La Sesta Sezione della Corte di Cassazione, competente in materia di illeciti contro la pubblica amministrazione, ha recentemente emesso una sentenza (Cass. sez. VI, 24 maggio 2023, depositata lo scorso 25 luglio, n. 32319) che potrebbe avere un impatto significativo sul futuro dei concorsi universitari per il reclutamento di professori. La sentenza ruota attorno alla questione circa i tipi di comportamento che, per tali concorsi, possono essere considerati illegali secondo l’articolo 353 del Codice penale, che riguarda il delitto di “turbata libertà degli incanti,” comunemente noto come turbativa d’asta.
In particolare, la Cassazione ha stabilito che comportamenti fraudolenti, collusivi o minacciosi durante questi concorsi non costituiscono un reato ai sensi di questa disposizione legale. Invece, l’unica accusa penale che potrebbe derivare da tali comportamenti è quella di abuso d’ufficio. Questo aspetto è particolarmente rilevante alla luce della proposta di legge presentata dal Ministro Nordio, che prevede l’abolizione di questo reato. Se questa proposta dovesse diventare legge, ci sarebbe un vuoto legale significativo in termini di responsabilità penale per comportamenti scorretti durante i concorsi universitari.
Il caso di questa sentenza, infatti, riguarda la valutazione comparativa per una posizione accademica, presso l’Università di Torino, dove sono state fatte accuse di minacce, attività fraudolente, collusioni durante il processo di selezione per un posto di professore associato alla facoltà di medicina. In primo grado, gli imputati erano stati condannati per “turbata libertà degli incanti”, un reato che riguarda in genere la manipolazione di aste e gare. Tuttavia, in appello, questa decisione è stata annullata e si è optato per perseguire i reati di abuso d’ufficio e concussione proprio perché la “turbata libertà degli incanti” non sarebbe applicabile in questo contesto. Si capisce come tale decisione arrivi in un momento cruciale per via della riforma Nordio e la conseguente abolizione dell’abuso d’ufficio. Se questa proposta dovesse passare, il vuoto legislativo nel sistema di reclutamento accademico rischierebbe di diventare davvero preoccupante, rendendo più difficile perseguire comportamenti illeciti.
La sentenza, inoltre, è significativa per diverse ragioni. In primo luogo, sottolinea le potenziali lacune nella legislazione che potrebbero derivare dall’abolizione del reato di abuso d’ufficio. In secondo luogo, influenzerà probabilmente i procedimenti penali relativi a futuri concorsi universitari, rendendo difficile applicare il reato di “turbata libertà degli incanti” in casi simili. Infine, essendo in linea con la giurisprudenza esistente, enfatizza il principio costituzionale della specificità della legge penale, ossia che il testo della legge deve essere il confine oltre il quale né l’interpretazione né le considerazioni di giustizia sostanziale possono andare. Si apre, dunque, la questione che non spetta al giudice ma al legislatore italiano affrontare il problema del comportamento scorretto durante i concorsi universitari, specialmente alla luce della proposta di abolizione del reato di abuso d’ufficio. Vi è, infatti, un crescente bisogno di regolamentazione giuridica in questo settore e l’impatto potenziale di questa decisione è amplificato dalla riforma del 2020, che ha reso più difficile configurare tale reato, limitandolo a violazioni di leggi che non lasciano spazio a discrezionalità.
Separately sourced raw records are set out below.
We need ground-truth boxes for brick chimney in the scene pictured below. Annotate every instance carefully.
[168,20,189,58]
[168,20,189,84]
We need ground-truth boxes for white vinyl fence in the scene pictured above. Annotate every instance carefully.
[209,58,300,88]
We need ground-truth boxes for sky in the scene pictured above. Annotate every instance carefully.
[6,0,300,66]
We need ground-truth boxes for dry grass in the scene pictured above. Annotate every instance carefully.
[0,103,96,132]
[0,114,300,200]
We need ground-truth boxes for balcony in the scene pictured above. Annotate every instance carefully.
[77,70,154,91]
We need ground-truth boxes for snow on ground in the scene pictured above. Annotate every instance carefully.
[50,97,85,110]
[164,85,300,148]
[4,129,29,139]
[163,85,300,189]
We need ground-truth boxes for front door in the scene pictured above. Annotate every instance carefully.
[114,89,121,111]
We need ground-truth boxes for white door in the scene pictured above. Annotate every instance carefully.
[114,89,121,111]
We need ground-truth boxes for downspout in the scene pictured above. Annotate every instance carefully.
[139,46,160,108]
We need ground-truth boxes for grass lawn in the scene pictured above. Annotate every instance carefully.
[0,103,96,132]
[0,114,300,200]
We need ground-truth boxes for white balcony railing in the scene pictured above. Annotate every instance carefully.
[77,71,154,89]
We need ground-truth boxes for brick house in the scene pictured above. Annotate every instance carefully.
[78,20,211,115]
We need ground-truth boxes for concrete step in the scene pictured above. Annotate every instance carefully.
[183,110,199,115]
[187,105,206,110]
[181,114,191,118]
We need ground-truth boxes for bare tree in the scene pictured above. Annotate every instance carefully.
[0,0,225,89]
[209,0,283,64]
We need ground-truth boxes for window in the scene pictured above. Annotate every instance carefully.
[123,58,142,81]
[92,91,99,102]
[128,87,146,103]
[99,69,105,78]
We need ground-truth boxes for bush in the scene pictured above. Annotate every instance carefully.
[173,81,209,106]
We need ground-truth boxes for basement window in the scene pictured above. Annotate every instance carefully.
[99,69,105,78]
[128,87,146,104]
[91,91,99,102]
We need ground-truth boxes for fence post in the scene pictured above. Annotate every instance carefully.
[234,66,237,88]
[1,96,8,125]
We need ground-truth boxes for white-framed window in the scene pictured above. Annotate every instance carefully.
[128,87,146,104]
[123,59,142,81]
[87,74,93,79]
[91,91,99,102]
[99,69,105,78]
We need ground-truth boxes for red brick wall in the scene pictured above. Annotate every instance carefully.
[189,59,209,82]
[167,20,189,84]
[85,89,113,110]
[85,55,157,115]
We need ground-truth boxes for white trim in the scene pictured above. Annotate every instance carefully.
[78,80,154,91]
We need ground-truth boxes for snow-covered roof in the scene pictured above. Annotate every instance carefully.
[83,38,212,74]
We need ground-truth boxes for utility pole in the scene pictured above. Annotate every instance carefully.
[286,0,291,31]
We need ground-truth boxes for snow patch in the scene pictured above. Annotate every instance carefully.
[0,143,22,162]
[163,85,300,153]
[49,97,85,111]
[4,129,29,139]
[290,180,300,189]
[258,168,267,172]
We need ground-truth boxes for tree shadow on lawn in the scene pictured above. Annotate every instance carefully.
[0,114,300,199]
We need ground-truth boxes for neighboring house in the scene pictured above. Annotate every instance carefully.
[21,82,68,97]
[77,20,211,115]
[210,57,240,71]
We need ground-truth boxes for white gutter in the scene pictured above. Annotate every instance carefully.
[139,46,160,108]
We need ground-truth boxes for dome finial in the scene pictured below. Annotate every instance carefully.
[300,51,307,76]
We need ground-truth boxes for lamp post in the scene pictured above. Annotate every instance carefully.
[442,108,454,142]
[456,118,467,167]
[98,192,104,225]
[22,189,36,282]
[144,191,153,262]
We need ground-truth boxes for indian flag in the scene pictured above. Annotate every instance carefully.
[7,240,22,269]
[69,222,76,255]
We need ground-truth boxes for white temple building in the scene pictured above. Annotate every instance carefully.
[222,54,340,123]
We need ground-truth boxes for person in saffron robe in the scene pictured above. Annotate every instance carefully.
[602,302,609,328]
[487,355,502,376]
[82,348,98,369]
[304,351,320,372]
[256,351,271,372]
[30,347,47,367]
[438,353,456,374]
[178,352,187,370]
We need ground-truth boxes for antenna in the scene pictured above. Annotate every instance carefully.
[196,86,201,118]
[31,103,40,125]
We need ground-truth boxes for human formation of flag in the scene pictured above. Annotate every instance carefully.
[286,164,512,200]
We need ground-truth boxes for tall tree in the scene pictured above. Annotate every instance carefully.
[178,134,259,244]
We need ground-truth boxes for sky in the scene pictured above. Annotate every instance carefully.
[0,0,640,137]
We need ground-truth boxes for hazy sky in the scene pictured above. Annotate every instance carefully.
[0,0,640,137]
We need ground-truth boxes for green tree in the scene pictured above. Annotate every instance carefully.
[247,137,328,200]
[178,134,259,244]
Questo pone problemi nel contesto universitario, dove la selezione dei candidati è per sua natura un processo discrezionale. Di conseguenza, si crea un vuoto di responsabilità penale che potrebbe essere sfruttato da coloro che cercano di manipolare i processi di selezione. In un Paese dove la pubblica amministrazione è spesso sotto scrutinio per problemi etici e dove il merito dovrebbe essere il criterio principale per l’avanzamento accademico e professionale, la sentenza mette in luce la necessità per il legislatore di affrontare questa lacuna normativa.
Manca, nei fatti, un meccanismo penale efficace per prevenire e reprimere comportamenti illeciti nei concorsi universitari, una lacuna che potrebbe avere ripercussioni negative non solo a livello nazionale ma anche internazionale. In assenza di un quadro giuridico chiaro e rigoroso, ci sono rischi che la fiducia nel sistema educativo e nelle istituzioni pubbliche possa essere erosa. Dopo questa sentenza, e con il reato di abuso d’ufficio che potrebbe essere abolito, chi partecipa ai processi di selezione accademica potrebbe sentirsi meno vincolato dalle regole e dall’etica, un segnale preoccupante per il futuro dell’educazione e della governance nel Paese.